First off it looks for the simple case where the value is a scalar.
func (jr *jsonReader) eatValue(r *bufio.Reader) error {
var stack []byte
inString := false
var prev byte
err := jr.eatWhitespace(r)
if err != nil {
return err
}
ok, _, err := jr.tryScalar(r)
if err != nil {
return err
}
// It was a scalar, we're done!
if ok {
return nil
}
All it does is read until the value ends.
If the value is not a scalar though we need to read past complete JSON arrays and/or objects.
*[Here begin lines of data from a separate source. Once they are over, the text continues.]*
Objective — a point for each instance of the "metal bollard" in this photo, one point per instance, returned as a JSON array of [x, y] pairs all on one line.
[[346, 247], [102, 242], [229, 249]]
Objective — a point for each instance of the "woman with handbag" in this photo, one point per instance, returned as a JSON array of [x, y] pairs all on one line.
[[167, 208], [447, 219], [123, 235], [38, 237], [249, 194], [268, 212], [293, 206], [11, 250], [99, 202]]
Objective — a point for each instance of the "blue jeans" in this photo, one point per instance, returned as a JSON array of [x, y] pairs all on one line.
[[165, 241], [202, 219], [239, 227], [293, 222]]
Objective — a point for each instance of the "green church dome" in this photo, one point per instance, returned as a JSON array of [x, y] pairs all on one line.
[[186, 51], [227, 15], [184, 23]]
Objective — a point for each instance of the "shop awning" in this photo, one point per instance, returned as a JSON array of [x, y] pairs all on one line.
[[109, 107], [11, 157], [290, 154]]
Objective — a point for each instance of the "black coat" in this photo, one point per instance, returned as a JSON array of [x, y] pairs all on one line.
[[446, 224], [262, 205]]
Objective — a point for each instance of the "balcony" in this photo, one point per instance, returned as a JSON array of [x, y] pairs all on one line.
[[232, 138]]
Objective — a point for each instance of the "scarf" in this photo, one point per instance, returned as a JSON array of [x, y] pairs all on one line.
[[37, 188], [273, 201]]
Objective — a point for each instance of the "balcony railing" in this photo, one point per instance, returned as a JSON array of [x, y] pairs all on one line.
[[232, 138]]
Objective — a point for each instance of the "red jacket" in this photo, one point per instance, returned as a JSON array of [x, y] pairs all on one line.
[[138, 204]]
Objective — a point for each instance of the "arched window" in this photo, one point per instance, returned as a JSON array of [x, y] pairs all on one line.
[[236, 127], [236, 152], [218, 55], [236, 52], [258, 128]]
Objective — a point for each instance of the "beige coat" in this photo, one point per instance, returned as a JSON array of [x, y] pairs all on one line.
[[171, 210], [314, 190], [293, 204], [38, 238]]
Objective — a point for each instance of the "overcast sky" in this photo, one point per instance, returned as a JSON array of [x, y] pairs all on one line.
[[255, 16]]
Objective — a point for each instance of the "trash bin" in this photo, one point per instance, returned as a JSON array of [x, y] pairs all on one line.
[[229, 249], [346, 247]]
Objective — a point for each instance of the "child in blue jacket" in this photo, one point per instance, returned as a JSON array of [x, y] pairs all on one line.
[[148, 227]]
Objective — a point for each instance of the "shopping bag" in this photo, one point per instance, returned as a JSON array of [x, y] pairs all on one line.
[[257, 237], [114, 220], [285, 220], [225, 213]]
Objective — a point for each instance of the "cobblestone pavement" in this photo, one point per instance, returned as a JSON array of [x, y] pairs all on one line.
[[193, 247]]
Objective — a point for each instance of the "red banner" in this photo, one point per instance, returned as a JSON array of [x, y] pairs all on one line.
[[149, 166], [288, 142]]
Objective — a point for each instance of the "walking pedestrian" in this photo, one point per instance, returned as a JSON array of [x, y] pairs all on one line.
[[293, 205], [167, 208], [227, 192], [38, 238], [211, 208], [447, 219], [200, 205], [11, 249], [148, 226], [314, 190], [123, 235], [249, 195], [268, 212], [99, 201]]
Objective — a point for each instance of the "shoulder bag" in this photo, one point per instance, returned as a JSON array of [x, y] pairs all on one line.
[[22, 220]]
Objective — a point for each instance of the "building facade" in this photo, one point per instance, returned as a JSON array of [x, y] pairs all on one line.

To do this we'll simply read through bytes, monitoring a stack of open and close braces and brackets. If we enter a string we'll skip all bytes inside the string until the string ends.
// Otherwise it's an array or object
first := true
for first || len(stack) > 0 {
first = false
bs, err := r.Peek(1)
if err != nil {
return err
}
b := bs[0]
if inString {
if b == '"' && prev != '\\' {
inString = false
}
// Two \\-es cancel eachother out
if b == '\\' && prev == '\\' {
prev = byte(0)
} else {
prev = b
}
r.Discard(1)
continue
}
switch b {
case '[':
stack = append(stack, b)
case ']':
c := stack[len(stack)-1]
stack = stack[:len(stack)-1]
if c != '[' {
return fmt.Errorf("Unexpected end of array: '%s'", string(c))
}
case '{':
stack = append(stack, b)
case '}':
c := stack[len(stack)-1]
stack = stack[:len(stack)-1]
if c != '{' {
return fmt.Errorf("Unexpected end of object: '%s'", string(c))
}
case '"':
inString = true
// Closing quote case handled elsewhere, above
}
r.Discard(1)
prev = b
}
return nil
}
And we're finally done the first pass of the path-aware jq implementation.
Build, test, benchmark
Let's give it a go module, build and test it.
$ go mod init jqgo
$ go build
$ curl https://raw.githubusercontent.com/json-iterator/test-data/master/large-file.json | jq -c '.[]' > large-file.json
$ cat large-file.json | ./jqgo '.repo.url' > jqgo.test
$ cat large-file.json | jq '.repo.url' > jq.test
$ diff jq.test jqgo.test
$ echo $?
0
Great! :) Let's benchmark it against jq and the control implementation.
$ hyperfine --warmup 2 \
"cat large-file.json | ./control/control '.repo.url' > control.test" \
"cat large-file.json | ./jqgo '.repo.url' > jqgo.test" \
"cat large-file.json | jq '.repo.url' > jq.test"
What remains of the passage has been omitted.